Die beoogde stabiliteit is nu niet het eerste waaraan men bij Syrië denkt. Veertien jaar lang burgeroorlog, tientallen strijdgroepen, en bovendien een lange lijst aan potentiële oorlogsmisdaden hebben een diep verdeelde samenleving opgeleverd, waarin wantrouwen en verlangens van wraak continu op de loer liggen.
Volgens interim-president al-Sharaa is het nodig om de misdaden die de afgelopen jaren zijn gepleegd onder ogen te zien, om tot stabiliteit en wederopbouw te kunnen komen. Om hiertoe een aanzet te doen, heeft hij een commissie voor Transitional Justice laten oprichten. Adjunct Al Hakim zet uiteen hoe deze commissie de mensenrechtenschendingen van het voormalige bewind moet onderzoeken en aansprakelijkheid moet toewijzen. De uitkomsten – berechtingen en genoegdoening – moeten leiden tot herstel en verzoening. De wijze waarop het mandaat geformuleerd is, geeft echter aanleiding tot kritiek door NGO’s als Human Rights Watch: waarom heeft de commissie niet de opdracht om alle misdaden te onderzoeken, in plaats van alleen die van het Assad-bewind?
Na een hoopvol begin van de nieuwe regering eind 2024, bleek in maart dit jaar dat aan het bloedvergieten in Syrië helaas nog geen einde was gekomen. De Syrische kustregio is het centrum van de machtsbasis van de Alawieten, de etnisch-religieuze groep waar de familie Assad uit voortkomt. In die regio kwamen aanhangers van de voormalige president Assad in opstand tegen de nieuwe machthebbers, waarbij zij een groot aantal overheidstroepen doodden. In reactie op dit geweld volgden grootschalige wraakacties door strijders die mogelijk gelieerd zijn aan Hay'at Tahrir al-Sham (HTS), de militie waarvan huidig interim-president al-Sharaa de leider was. Mogelijk waren hier ook strijders betrokken die nu deel uitmaken van de nieuwe overheidstroepen. Hierbij vonden naar schatting zo’n 1.400 mensen de dood.

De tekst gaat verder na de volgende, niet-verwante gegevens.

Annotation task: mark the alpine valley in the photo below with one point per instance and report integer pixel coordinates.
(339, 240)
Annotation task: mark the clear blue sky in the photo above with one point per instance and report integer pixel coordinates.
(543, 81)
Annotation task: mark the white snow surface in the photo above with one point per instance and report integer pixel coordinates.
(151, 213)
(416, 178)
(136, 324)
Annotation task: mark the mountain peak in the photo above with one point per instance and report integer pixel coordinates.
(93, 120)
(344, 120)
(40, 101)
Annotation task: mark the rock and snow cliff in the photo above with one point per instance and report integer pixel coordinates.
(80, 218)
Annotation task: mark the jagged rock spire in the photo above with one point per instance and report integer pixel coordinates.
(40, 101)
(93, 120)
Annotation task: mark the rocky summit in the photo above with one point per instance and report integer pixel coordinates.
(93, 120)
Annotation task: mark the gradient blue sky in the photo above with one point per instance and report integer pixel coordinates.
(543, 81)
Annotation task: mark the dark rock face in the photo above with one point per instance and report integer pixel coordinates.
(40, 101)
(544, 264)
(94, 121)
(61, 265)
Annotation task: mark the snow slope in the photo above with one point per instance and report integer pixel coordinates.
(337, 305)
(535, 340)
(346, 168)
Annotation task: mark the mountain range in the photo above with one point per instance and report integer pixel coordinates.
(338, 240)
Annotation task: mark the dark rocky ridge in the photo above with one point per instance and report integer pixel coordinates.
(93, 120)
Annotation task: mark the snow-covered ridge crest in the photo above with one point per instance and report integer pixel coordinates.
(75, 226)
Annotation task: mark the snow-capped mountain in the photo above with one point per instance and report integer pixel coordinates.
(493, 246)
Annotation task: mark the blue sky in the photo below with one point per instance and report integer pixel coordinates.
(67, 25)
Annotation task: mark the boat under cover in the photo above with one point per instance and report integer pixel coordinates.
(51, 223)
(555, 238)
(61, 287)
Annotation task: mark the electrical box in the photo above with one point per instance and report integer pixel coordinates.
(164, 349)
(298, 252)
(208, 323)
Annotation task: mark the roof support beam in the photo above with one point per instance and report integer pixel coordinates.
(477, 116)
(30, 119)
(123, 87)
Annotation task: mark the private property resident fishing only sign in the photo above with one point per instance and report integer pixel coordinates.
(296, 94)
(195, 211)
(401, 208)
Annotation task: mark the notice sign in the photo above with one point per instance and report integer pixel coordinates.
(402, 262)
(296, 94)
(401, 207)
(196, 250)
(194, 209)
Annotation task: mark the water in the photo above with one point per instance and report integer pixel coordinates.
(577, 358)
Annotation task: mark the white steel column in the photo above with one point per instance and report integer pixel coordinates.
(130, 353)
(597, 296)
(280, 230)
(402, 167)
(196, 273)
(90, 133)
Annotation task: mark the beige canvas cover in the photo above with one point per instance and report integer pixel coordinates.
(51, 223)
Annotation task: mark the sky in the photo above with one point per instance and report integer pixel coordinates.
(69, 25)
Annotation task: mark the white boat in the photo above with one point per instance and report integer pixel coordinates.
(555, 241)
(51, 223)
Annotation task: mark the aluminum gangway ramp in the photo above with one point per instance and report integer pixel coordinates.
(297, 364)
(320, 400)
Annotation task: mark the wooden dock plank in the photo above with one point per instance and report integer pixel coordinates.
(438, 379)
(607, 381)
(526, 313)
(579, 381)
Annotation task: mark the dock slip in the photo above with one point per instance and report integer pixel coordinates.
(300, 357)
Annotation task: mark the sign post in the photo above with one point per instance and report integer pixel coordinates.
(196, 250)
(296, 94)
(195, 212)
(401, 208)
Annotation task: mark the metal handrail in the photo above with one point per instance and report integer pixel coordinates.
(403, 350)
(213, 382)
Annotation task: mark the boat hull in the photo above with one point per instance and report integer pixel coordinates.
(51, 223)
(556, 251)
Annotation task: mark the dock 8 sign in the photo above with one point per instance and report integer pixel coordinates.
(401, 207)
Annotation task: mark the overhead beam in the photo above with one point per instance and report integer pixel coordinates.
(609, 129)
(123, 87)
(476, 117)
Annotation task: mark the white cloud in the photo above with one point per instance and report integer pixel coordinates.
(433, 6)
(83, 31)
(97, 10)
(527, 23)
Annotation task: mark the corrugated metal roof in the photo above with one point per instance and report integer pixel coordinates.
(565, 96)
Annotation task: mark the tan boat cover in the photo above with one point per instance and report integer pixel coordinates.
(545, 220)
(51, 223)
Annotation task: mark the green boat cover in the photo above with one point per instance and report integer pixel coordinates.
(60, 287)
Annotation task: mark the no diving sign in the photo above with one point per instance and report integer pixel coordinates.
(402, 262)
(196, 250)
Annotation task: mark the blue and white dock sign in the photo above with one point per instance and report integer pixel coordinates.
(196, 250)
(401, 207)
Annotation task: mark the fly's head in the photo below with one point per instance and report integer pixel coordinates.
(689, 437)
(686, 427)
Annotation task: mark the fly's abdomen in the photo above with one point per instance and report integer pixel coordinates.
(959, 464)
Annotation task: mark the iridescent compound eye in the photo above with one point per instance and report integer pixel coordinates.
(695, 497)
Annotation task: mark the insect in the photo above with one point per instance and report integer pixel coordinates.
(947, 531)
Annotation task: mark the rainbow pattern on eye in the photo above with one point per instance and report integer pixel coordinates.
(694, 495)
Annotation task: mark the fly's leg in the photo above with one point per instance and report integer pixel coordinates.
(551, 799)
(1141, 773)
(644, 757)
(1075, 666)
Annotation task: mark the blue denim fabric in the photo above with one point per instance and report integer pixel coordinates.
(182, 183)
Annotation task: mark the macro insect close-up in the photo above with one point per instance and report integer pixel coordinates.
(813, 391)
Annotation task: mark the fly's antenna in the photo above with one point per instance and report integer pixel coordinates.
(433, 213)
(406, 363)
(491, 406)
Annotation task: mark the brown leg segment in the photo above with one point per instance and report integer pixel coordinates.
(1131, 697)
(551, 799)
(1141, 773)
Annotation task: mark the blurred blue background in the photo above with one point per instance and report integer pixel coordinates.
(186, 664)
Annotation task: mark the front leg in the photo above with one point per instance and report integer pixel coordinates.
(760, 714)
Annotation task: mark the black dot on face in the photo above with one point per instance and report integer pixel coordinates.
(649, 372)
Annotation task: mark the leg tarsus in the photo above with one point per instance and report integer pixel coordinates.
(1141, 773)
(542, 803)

Adjunct Al Hakim wijst op de commissie die al-Sharaa heeft ingesteld om deze gebeurtenissen te onderzoeken. Ook de VN deed onderzoek, en heeft geconcludeerd dat hoewel Alawieten het voornaamste doelwit waren van de wraakacties, er geen bewijzen zijn gevonden voor een plan van overheidswege of betrokkenheid van hooggeplaatsten. Ook voor het geweld in Sweida tussen Druzen en Bedoeïenen afgelopen juli – waarbij mogelijk ook strijders gelieerd aan overheidstroepen betrokken waren – wordt door de Syrische overheid onderzocht, maar daarvan zijn nog geen conclusies bekend.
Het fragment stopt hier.